Un Combat pour la Justice Environnementale
À Gabès, la lutte contre la pollution dépasse la simple question environnementale. Elle touche à des enjeux de justice environnementale, où les communautés les plus vulnérables subissent de plein fouet les conséquences des choix industriels. Les habitants de Gabès ne demandent pas seulement la fermeture d’une usine, mais une refonte complète du modèle économique qui sacrifie leur santé pour des profits.
Le collectif Stop Pollution, actif depuis des années, incarne cette résistance. Ses membres, comme Khayreddine Debaya, sont devenus des figures emblématiques de ce combat. Leur message est clair : il est temps de prioriser la santé des citoyens et de bâtir un avenir où le développement économique ne se fait pas au détriment de l’environnement.
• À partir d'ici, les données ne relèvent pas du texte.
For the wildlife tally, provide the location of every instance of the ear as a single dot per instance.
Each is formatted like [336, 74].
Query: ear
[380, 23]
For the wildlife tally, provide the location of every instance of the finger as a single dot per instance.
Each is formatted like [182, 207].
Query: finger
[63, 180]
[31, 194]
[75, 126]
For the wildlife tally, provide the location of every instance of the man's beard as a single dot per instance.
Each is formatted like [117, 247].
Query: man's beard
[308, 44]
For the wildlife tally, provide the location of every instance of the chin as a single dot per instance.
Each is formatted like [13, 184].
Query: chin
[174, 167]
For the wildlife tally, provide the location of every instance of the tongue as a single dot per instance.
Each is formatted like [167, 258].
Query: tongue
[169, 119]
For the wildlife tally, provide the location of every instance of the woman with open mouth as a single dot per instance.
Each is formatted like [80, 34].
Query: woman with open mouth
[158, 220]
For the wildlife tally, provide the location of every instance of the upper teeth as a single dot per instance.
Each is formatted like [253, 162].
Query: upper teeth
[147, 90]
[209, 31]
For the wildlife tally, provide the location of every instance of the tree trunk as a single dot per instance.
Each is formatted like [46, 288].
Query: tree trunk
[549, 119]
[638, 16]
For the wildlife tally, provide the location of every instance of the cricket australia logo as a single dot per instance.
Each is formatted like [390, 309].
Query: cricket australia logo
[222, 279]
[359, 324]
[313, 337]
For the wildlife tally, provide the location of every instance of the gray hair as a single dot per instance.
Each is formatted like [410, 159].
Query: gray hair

Vers un Avenir Plus Vert ?
La crise de Gabès est un signal d’alarme pour la Tunisie, mais aussi pour le monde entier. Dans un contexte où les enjeux climatiques et sanitaires dominent les débats, cette situation illustre les conséquences d’une industrialisation mal maîtrisée. Les solutions existent : investir dans des technologies de dépollution, diversifier l’économie locale, ou encore relocaliser certaines activités industrielles loin des zones habitées.
Vers un modèle durable : quelques pistes
- Modernisation des installations pour réduire les émissions toxiques.
- Développement de filières économiques alternatives, comme l’agriculture durable.
- Implication des communautés locales dans les décisions environnementales.
- Sanctions pour les entreprises ne respectant pas les normes écologiques.
Mais ces solutions nécessitent une volonté politique forte et des investissements conséquents. Pour l’instant, les habitants de Gabès continuent de se mobiliser, déterminés à faire entendre leur voix. Leur combat, à la croisée de l’écologie et de la justice sociale, pourrait devenir un symbole pour d’autres régions confrontées à des crises similaires.
Alors que les manifestations se poursuivent et que la pression monte sur les autorités, une question demeure : Gabès obtiendra-t-elle enfin justice ? L’avenir de cette ville, et de ses habitants, dépend des décisions qui seront prises dans les semaines à venir. Une chose est sûre : leur lutte pour un air pur et un avenir sain est loin d’être terminée.